Sara Géssica Goubeti Melocra¹


sara_melocra@hotmail.com

RESUMO
Este trabalho visa abordar quanto à fundamentação da prisão preventiva quando
baseada no clamor social ou clamor público, relacionando-a com o princípio da
presunção da inocência, que é princípio fundamental garantido pela Constituição
Federal, e aplicado como princípio reitor no processo penal. Será abordado quanto
ao alcance do fundamento “clamor social”, sendo que este é utilizado subjetivamente
pelo juiz na decretação de uma prisão preventiva, o que permite ser esta passível de
inconstitucionalidade, devido a sua afronta com o princípio da presunção da
inocência.

PALAVRAS-CHAVE: Clamor Público, Prisão Preventiva, Princípio da Presunção da


Inocência e Garantia da Ordem Pública.

1. INTRODUÇÃO

O princípio da presunção da inocência é princípio fundamental garantido pela


Constituição Federal em seu art. 5º, LVII que garante a não culpabilidade até o
trânsito em julgado da sentença condenatória. No entanto, esse princípio relativiza-
se quando da decretação das prisões cautelares, que limitam a liberdade do
indivíduo, mesmo antes de proferida uma sentença condenatória, visando uma
proteção para a sociedade.
Quando se fala em prisão preventiva, trata-se de uma das espécies das
prisões cautelares, espécie esta que poderá ser decretada durante o inquérito
policial ou processo criminal e baseado nas hipóteses previstas pelo art. 312 do
Código de Processo Penal. Ocorre que o citado artigo não prevê a possibilidade da
fundamentação de uma prisão preventiva no “clamor social”, sendo que este é
fundamento aplicado rotineiramente em sentenças proferidas pelo Poder Judiciário,
principalmente, nos casos que a mídia dá maior ênfase em todo território nacional.
Devido isso, torna-se questionável a legalidade de uma prisão preventiva
decretada com fundamento no clamor público, ao qual não é fundamento suficiente
para privar a liberdade do indivíduo.
Muitas são as decretações de prisão preventiva que se baseiam puramente
no clamor social, isso fica explícito principalmente em casos na qual a mídia dá
maior ênfase e a população acaba realizando uma “pressão” no poder judiciário para
que alguma providência seja tomada, e obviamente que esta providência só poderá
ser de prisão.

As jurisprudências dos Tribunais Superiores vêm se posicionando no sentido


de que o clamor social ou clamor público não é fundamentação suficiente para a
decretação de uma prisão preventiva.
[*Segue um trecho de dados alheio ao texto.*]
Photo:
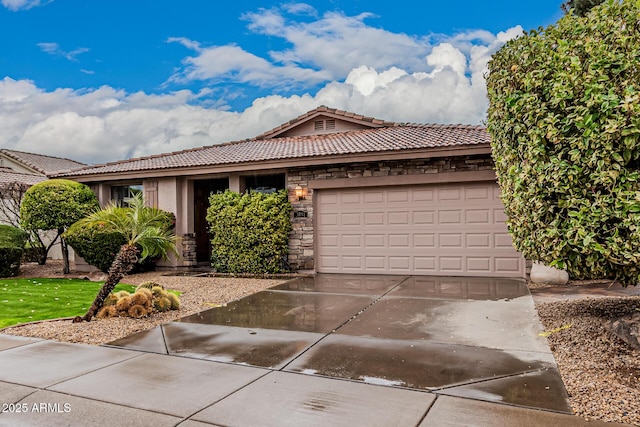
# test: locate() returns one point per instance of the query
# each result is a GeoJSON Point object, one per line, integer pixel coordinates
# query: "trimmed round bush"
{"type": "Point", "coordinates": [97, 244]}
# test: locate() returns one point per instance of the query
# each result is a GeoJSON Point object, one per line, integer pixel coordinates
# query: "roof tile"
{"type": "Point", "coordinates": [41, 163]}
{"type": "Point", "coordinates": [374, 140]}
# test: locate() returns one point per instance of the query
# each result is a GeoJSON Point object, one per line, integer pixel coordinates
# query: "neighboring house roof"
{"type": "Point", "coordinates": [8, 176]}
{"type": "Point", "coordinates": [378, 137]}
{"type": "Point", "coordinates": [40, 163]}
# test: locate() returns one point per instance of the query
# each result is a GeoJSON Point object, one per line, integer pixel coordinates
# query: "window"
{"type": "Point", "coordinates": [264, 183]}
{"type": "Point", "coordinates": [122, 194]}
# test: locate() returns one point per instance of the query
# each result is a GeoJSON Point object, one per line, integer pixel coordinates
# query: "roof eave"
{"type": "Point", "coordinates": [453, 151]}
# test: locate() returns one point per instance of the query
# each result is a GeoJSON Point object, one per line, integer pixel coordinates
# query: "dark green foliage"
{"type": "Point", "coordinates": [12, 241]}
{"type": "Point", "coordinates": [96, 243]}
{"type": "Point", "coordinates": [580, 7]}
{"type": "Point", "coordinates": [564, 117]}
{"type": "Point", "coordinates": [56, 204]}
{"type": "Point", "coordinates": [250, 232]}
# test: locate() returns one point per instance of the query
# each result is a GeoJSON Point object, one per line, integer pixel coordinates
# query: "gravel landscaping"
{"type": "Point", "coordinates": [601, 372]}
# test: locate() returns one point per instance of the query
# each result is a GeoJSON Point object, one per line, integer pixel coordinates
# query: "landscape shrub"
{"type": "Point", "coordinates": [98, 244]}
{"type": "Point", "coordinates": [564, 118]}
{"type": "Point", "coordinates": [250, 232]}
{"type": "Point", "coordinates": [55, 204]}
{"type": "Point", "coordinates": [12, 241]}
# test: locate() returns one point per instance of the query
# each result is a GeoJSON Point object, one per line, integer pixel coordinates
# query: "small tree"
{"type": "Point", "coordinates": [564, 117]}
{"type": "Point", "coordinates": [55, 205]}
{"type": "Point", "coordinates": [11, 195]}
{"type": "Point", "coordinates": [148, 232]}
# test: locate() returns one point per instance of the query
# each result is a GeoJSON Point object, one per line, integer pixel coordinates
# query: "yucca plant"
{"type": "Point", "coordinates": [147, 236]}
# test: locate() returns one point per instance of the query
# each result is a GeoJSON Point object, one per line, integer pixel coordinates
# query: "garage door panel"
{"type": "Point", "coordinates": [478, 216]}
{"type": "Point", "coordinates": [424, 240]}
{"type": "Point", "coordinates": [450, 217]}
{"type": "Point", "coordinates": [479, 193]}
{"type": "Point", "coordinates": [445, 229]}
{"type": "Point", "coordinates": [423, 217]}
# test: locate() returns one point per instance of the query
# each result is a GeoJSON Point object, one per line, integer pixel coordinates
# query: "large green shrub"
{"type": "Point", "coordinates": [55, 205]}
{"type": "Point", "coordinates": [97, 244]}
{"type": "Point", "coordinates": [250, 232]}
{"type": "Point", "coordinates": [12, 241]}
{"type": "Point", "coordinates": [564, 117]}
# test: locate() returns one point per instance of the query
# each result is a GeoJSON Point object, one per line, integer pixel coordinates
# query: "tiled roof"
{"type": "Point", "coordinates": [393, 138]}
{"type": "Point", "coordinates": [41, 163]}
{"type": "Point", "coordinates": [8, 176]}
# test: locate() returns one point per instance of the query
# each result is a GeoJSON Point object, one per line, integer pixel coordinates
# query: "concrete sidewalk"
{"type": "Point", "coordinates": [331, 350]}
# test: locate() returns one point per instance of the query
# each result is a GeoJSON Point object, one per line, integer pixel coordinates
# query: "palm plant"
{"type": "Point", "coordinates": [147, 235]}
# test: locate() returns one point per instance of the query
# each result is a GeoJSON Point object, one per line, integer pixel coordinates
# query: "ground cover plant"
{"type": "Point", "coordinates": [28, 300]}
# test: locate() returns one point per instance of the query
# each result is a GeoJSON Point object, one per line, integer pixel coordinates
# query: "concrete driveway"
{"type": "Point", "coordinates": [328, 350]}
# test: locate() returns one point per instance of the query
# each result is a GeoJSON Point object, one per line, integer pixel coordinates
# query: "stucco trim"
{"type": "Point", "coordinates": [428, 178]}
{"type": "Point", "coordinates": [288, 163]}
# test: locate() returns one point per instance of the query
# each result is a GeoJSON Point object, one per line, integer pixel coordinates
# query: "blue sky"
{"type": "Point", "coordinates": [104, 80]}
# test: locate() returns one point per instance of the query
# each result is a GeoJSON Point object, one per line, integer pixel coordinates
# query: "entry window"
{"type": "Point", "coordinates": [122, 194]}
{"type": "Point", "coordinates": [264, 183]}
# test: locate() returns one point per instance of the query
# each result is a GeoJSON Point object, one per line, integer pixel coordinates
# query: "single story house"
{"type": "Point", "coordinates": [368, 196]}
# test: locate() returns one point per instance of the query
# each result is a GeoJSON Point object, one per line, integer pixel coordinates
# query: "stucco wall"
{"type": "Point", "coordinates": [301, 238]}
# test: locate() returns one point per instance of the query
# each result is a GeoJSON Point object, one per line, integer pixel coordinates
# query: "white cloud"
{"type": "Point", "coordinates": [54, 49]}
{"type": "Point", "coordinates": [232, 63]}
{"type": "Point", "coordinates": [15, 5]}
{"type": "Point", "coordinates": [360, 69]}
{"type": "Point", "coordinates": [322, 50]}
Contudo, ainda há grande divergência e,
como a matéria ainda não foi legislada, os Juízes Estaduais e, muitas vezes, até os
Tribunais de Justiça ainda se acolhem ao clamor social e acabam restringindo a
liberdade do indivíduo, que é direito fundamental previsto pela Constituição Federal,
de forma ilegal.
Portanto, pesquisar quanto ao clamor social quando fundamento da prisão
preventiva é de extrema importância para o Direito Penal e Processual Penal em
razão de tratar-se de uma matéria extremamente discutida e ainda não legislada.
Sendo assim, torna-se um assunto de relevância, sendo sua explanação primordial
para busca de soluções proporcionais que possam harmonizar a aplicação da prisão
preventiva com o Princípio da Presunção da Inocência.

2. DESENVOLVIMENTO

Cabe, inicialmente, um breve comentário acerca das prisões cautelares. As


prisões cautelares, também chamadas de prisões provisórias, são prisões de
natureza processual, decretada pelo juiz a qualquer tempo, que visa a privação de
liberdade do paciente antes do trânsito em julgado da sentença se preenchidos os
pressupostos exigidos pelo art. 312 do Código de Processo Penal, quais sejam o
“fumus comissi delicti” (provas da existência do crime e indícios de sua autoria) e
com fundamento no “periculum libertatis” (perigo decorrente do estado de liberdade
do imputado). O doutrinador Fernando Capez explica:

[...] a prisão provisória somente se justifica, e se acomoda dentro do


ordenamento pátrio, quando decretada com base no poder geral de cautela
do juiz, ou seja, desde que necessário para uma eficiente prestação
jurisdicional.

A prisão preventiva, que é espécie das prisões cautelares, é prisão de


natureza excepcional, quer dizer que, teoricamente, só será decretada em última
hipótese, garantindo assim, o direito constitucional de liberdade da pessoa.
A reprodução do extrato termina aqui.